In this case, the network can only be overthrown if the majority accepts the same manipulated status, called 51% attack. This is a danger, especially for small proof-of-work blockchains, because you can rent computing power from some websites.

Partly because of high power consumption and 51% attacks, other consensus methods have been developed in recent years. Some have had more success than others. The perfect consensus procedure does not yet exist.

The best-known consensus procedures

proof of work

Proof of work (POW) is the oldest consensus method. This is where consensus is achieved through computing power. Participants are faced with a complex arithmetic problem that they must solve using materials. They receive a reward for the use of resources (material and energy). We are currently moving away from PoW, mainly due to high power consumption. Well-known POW-based blockchains are Ethereum, Bitcoin, and Monero.

Proof of Stake

Proof of Stake (POS) is probably the most popular consensus mechanism after POW. It means “proof of stake” because the consensus is made here by the assets provided and the duration of the provision. Proof of Stake was launched in 2012 in response to Bitcoin’s high power consumption. Since there is no point-of-sale mining, it is not possible to mine the network with computing power. Attackers would need to acquire more than half of the coins in circulation to do this. Well-known examples of proof-of-stake blockchains are Solana and Avalanche.

Delegated Proof of Stake

DPOS is a well-known advancement in proof-of-stake. Here the delegates are democratically elected and are responsible for certain tasks in the network. Tasks include validating blocks and confirming blockchain status. Voters’ voting rights are generally weighted according to the number of tokens. Blockchains like Cardano, EOS, Tron, and Cosmos use DPOS.

Lesser known consensus mechanisms

Person proof

Proof of person is a lesser-known consensus mechanism. Here, network participants prove that they are real people and therefore allowed to participate in network activity. This proof can be provided by certain tasks or by biometric data. This is particularly advantageous for decentralization since each person can only be represented once in the network. Blockchains based on a form of POP include Idena and Humanode.

Proof of authority

Proof of authority is used to select trustworthy participants who are then authorized to perform certain tasks. The selection usually depends on the reputation of the participants. Participants go through an application process before being considered as validators for the blockchain. The process is usually based on the actual identity of the applicant. This guarantees a high level of reliability for POA networks, but at the same time involves security risks. The best-known example of a proof-of-authority blockchain is BNB Chain, formerly known as Binance Smart Chain.

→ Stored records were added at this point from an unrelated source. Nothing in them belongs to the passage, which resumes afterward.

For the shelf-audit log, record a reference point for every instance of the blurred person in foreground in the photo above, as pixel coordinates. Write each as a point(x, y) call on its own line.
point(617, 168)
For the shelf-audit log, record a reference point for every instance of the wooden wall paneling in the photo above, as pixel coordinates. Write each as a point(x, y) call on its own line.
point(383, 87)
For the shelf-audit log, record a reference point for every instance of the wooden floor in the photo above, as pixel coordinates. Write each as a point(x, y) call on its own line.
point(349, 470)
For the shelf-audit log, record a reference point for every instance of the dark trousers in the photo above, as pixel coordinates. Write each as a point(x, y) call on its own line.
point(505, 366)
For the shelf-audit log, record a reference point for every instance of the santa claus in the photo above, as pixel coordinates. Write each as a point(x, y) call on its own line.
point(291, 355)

Proof-of-work vs. proof-of-stake: which is the best?

Although proof-of-work is considered the most secure consensus algorithm, many blockchains now prefer proof-of-stake. This mainly has to do with environmental factors, but the scalability of blockchains also plays a major role. The Bitcoin network, as digital gold, can manage with low transaction volume and choose security as the first priority, but the situation is different with networks such as Ethereum, which fundamentally depend on fast and cheap transactions. .

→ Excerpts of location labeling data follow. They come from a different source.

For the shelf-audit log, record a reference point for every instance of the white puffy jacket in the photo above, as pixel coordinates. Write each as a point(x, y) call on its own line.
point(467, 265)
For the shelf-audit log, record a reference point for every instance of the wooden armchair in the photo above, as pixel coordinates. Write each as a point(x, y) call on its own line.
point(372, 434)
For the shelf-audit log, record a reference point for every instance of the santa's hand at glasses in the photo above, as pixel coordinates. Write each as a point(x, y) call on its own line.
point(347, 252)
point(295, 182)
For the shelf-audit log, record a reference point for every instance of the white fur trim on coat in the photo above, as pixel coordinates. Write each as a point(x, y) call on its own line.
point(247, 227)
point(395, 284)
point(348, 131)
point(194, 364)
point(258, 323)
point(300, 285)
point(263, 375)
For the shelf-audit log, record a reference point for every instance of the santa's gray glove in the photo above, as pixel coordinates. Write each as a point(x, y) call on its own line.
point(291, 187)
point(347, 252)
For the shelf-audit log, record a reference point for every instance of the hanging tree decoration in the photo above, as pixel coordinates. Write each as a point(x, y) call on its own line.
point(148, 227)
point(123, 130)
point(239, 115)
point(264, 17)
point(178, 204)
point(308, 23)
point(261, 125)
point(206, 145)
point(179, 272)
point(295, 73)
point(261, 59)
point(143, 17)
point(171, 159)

Therefore, proof of stake is the most attractive consensus method for these blockchains. But there are also some weaknesses here. The main criticism is that it makes the “rich richer” and generally creates centralized networks. For example, validators on the Ethereum network need 32 ETH (about $87,000) to be approved. This creates a major barrier to entry for newcomers and small investors, while investors with the necessary capital easily collect staking rewards, widening the gap between small and large investors.

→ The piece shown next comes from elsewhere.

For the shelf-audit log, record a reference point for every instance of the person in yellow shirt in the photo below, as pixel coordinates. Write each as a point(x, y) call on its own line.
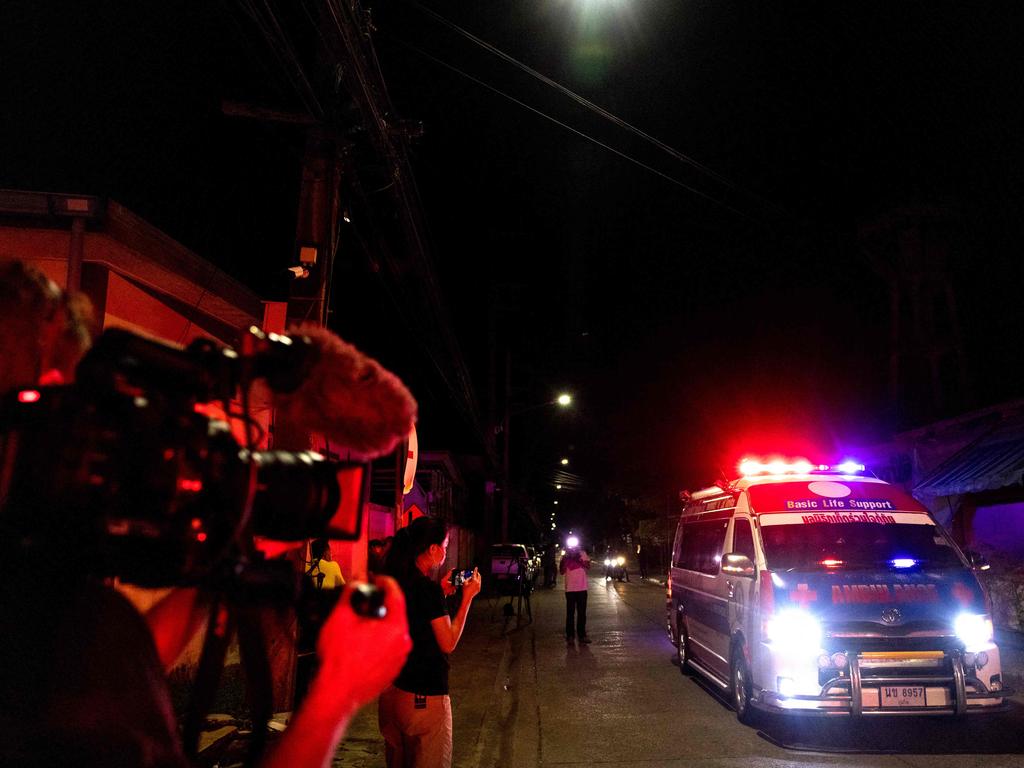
point(325, 571)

The blockchain trilemma applies to the choice of consensus procedure. This states that a blockchain cannot meet the desired qualities of decentralization, scalability, and security at the same time, because one of the factors can only be achieved at the expense of the other. As a general rule, scalable blockchains are not very decentralized and secure blockchains are rather slow. The only question is – which of the desired qualities do you prefer?